Pete Warden has managed to gather a lot of data from public Facebook profiles and this has been making the rounds of the blogosphere, especially since he is generously going to make the data available to researchers.
Sarah and I had a lengthy discussion about his data collection methods because we were trying to figure out just how much information he could have collected from public FB profiles. We randomly went through profiles of people we didn’t know just to see what could be found on those pages. Very often, it wasn’t a lot: the person’s name, a photo, pages (I’m guessing those are fan pages) and friends. Not even the city where they were living was listed. Of course, this method has its limits: we picked a very few samples and made our way through friends’ lists in order to move from person to person. Perhaps a different sample would have given us completely different results.
On the other hand, poking around in FB’s privacy settings, we came across these paragraphs:
When your friend visits a Facebook-enhanced application or website, they may want to share certain information to make the experience more social. For example, a greeting card application may use your birthday information to prompt your friend to send a card.If your friend uses an application that you do not use, you can control what types of information the application can access. Please note that applications will always be able to access your publicly available information (Name, Profile Picture, Gender, Current City, Networks, Friend List, and Pages) and information that is visible to Everyone.

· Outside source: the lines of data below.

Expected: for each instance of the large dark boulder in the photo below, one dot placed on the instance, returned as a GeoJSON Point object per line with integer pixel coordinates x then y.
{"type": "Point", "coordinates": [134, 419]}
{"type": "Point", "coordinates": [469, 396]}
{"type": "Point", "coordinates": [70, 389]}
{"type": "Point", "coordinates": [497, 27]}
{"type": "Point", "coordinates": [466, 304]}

In case you’re wondering, you can find this under Privacy Settings > Applications and Websites.
So maybe Pete was able to collect his data that way, which would explain how he could establish maps of relationships in the US.

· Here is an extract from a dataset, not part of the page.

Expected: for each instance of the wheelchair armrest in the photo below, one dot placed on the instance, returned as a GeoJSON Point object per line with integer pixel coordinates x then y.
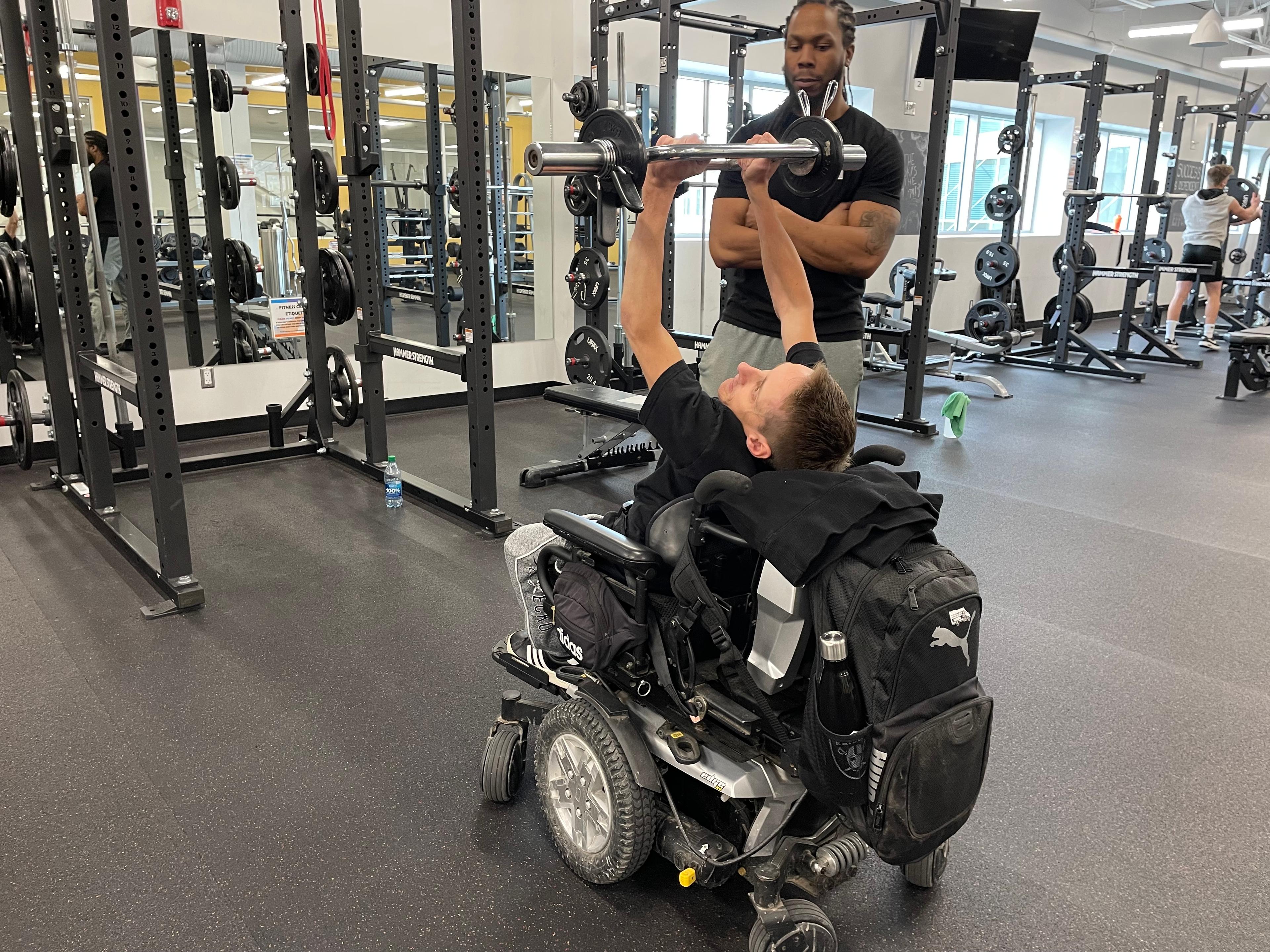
{"type": "Point", "coordinates": [599, 539]}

The reason I’m writing about this, though, is more than just a question of methodology. It’s how people are taking his results and blatantly applying it to the population as a whole. That is just wrong.
The data that Pete collected may be a good source of information about people who use Facebook, but to then claim that it can be applied to the population in general is just wrong. danah boyd has already shown that there is a difference in the type of people who use FB and those who use MySpace. Does that mean that one is more representative of the general citizenry than the other? Nope. Neither are. They are each sub-cultures of the digital citizenry and the digital citizenry is a sub-culture of the population in general. I know it’s hard to believe, but not everybody is on Facebook.
That map of his may be an interesting look at how FB users are interconnected but it doesn’t mean that it’s true of people in the US in general.
Now I’m going to get all scientific-y and note that it’s quite possible that the data collected could turn out to be a good approximation of how the general population behaves but we can’t assume that that is true.
So in conclusion: Pete Warden’s data? Great for people who want to do research on Facebook users. Not so great for people who want to understand society in general.